Italy develops chronic disease tools
- 22 May 2007
The Italian health service is aiming to make use of its IT to create an integrated tool to improve care for people with chronic conditions, a Ministry of Health official has announced.
The ministry’s general director for information systems, Walter Bergamaschi told the recent World Health Congress in Barcelona that elderly people required a different mix of healthcare services to be developed to help them live independent lives, and the Italian Ministry of Health had decided it was important to focus on this.
“In Italy, we are seeing that the percentage of people over the age of 65 is slowly rising, it is currently at around 18% but by 2030 it is expected to reach about 27%. What is even more concerning is that as this continues to rise, so does the incidence of chronic pathologies in that age range. Almost 90% of these elderly people have some sort of illness that requires care and so we know that we have to act for the future.”
Bergamaschi said that Italian doctors had raised issues with the ministry over the amount of time spent treating patients with chronic conditions, and concluded that a shift towards community care was needed.
“We need help to shift from hospital acute systems to community treatment. So we have to move from hospital-centric services to community-centric services based on the patient. This is a long journey for us in Italy and going too slowly for us so far. The goal is to create an organisational model for chronic treatment which reduces admissions, brings people out of hospital quicker, and improves the assistance network.”
He told the audience of senior health professionals that the ministry had recruited suppliers to test out a number of ways that could help to ensure that whilst care was moved to the community, centralised records were still maintained.
“We are trying to learn by doing,” said Bergamaschi. “We believe in integrating clinical components with the organisational and management components of the care provided.
“This implies a paradigm shift in health information systems, integrating around the citizen the information related to their health services and tracing them back to the supplier – improving the continuity of care and evaluating the capacity of the system to meet the health needs of the population.”

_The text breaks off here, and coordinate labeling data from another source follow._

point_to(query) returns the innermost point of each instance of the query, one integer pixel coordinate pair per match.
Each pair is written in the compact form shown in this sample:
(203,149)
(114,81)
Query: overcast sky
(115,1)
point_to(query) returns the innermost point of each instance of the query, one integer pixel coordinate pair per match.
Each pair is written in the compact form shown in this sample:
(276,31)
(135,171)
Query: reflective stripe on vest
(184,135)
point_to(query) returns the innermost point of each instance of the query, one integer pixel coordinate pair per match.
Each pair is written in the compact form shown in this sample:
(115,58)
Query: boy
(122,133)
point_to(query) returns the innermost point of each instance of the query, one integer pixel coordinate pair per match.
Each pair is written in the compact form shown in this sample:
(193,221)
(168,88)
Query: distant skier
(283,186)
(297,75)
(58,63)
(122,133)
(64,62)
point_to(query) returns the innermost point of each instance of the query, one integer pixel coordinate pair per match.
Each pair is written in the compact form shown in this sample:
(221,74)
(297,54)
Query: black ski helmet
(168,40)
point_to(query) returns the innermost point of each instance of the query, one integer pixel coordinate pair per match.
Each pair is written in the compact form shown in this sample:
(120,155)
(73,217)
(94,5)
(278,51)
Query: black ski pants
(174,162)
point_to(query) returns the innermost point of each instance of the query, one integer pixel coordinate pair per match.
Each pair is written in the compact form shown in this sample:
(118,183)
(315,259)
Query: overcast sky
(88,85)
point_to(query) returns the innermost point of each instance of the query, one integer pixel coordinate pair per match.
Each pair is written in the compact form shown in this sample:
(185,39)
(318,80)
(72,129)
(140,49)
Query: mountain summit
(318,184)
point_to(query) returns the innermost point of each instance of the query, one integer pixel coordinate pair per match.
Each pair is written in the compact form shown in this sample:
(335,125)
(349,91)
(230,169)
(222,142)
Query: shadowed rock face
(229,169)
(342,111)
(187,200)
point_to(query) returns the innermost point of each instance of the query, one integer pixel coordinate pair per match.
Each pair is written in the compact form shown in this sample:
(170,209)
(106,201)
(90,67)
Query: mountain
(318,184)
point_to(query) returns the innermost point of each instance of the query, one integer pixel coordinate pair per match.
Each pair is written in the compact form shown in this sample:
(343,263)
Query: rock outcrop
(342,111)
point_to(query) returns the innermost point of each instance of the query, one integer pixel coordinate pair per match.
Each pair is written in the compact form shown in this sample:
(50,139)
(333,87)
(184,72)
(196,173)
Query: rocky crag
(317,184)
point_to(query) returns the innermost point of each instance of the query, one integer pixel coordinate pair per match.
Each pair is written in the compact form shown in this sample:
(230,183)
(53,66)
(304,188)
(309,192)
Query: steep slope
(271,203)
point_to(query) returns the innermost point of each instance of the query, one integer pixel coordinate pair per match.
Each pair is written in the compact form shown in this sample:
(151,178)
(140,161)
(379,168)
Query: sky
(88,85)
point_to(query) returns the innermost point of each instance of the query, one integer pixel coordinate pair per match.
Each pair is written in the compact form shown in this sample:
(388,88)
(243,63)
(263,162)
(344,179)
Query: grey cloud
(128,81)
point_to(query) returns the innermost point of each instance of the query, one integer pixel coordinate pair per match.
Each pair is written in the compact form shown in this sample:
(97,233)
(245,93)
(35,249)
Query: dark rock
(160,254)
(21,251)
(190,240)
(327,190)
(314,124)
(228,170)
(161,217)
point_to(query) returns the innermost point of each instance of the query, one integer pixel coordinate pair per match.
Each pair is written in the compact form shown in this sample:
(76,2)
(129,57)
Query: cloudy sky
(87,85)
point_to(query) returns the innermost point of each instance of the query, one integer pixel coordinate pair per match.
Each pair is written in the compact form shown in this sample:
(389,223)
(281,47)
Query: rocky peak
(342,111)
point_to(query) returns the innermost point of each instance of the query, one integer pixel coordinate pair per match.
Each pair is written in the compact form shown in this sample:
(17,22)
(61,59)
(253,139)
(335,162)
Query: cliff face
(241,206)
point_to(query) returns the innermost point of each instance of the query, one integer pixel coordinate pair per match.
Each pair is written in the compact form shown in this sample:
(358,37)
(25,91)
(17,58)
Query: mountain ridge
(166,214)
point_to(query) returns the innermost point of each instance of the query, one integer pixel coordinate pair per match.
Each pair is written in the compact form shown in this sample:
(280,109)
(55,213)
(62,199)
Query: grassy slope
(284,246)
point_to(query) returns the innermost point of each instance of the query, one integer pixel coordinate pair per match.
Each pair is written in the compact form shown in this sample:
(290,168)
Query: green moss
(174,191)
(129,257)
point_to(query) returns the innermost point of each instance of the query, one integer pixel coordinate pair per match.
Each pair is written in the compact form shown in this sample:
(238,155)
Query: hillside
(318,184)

He said that the efficient management of patients with chronic conditions must be realised by the assistance continuity and by the optimisation of the movements inside the “network” of health and social services.
The eventual aims are to direct the patient to the most appropriate service according to the social and health need.
Bergamaschi updated the audience on Italy’s progress in creating a national electronic health record. He said building work on the system was ongoing, but interoperability was an issue that needed careful attention.
“We started with the government health information system which is based on monitoring the healthcare system. Now we are building a federated framework of local information systems and electronic health records, all of which facilitates homecare emergency, second opinions, and disease management.
“The problem though is creating interoperability through finding common languages and codification. We are taking incremental steps towards implementing the full EHR system starting with admissions, drugs, and death records.”
Bergamaschi said that in addition to national work there was also a lot of work being done on EHRs and interoperability standards at regional levels.
“In Lombardy, a large proportion of the population has cards and access to the system, now data is being shared on prescriptions, referrals and discharge letters. Elsewhere, networks are being built to help interface citizens and healthcare professionals.”
Another project being considered in Italy, is the “Sole Project” which aims to create a network among hospitals and community to provide services for citizens, professionals and local health units.
The project is aimed to manage and integrate informative flow among network facilities, integrating communication between GP and local health units, especially with homecare services and assistance for elderly patients.
Bergamaschi said: “Through Sole we want to implement the activation services for the home care assistance plan through dialogues with GPs, paediatricians and local health unit professionals. In the future, the system will create an important support for the operative and management aspects of providing home care.”
He added the Sole project will ‘create a method to manage and access clinical and health data.’
“It will be possible in this way to mark events and navigate along patients’ clinical history using specific questions.”
Bergamaschi anticipates that through the project, a number of advantages will be noticeable.
“It will help us to build up a network that supports professional care providers with a stronger doctor-patient relationship, enabling general practitioners to be the clinical reference point for the most common pathologies treatment and for patients affected by chronic and degenerative pathologies,” he said.
He admitted that the ideas had been copied from the UK’s pathways in telecare, but added that as Italy has the most ageing population in Europe, such intervention was essential to help Italy’s health service.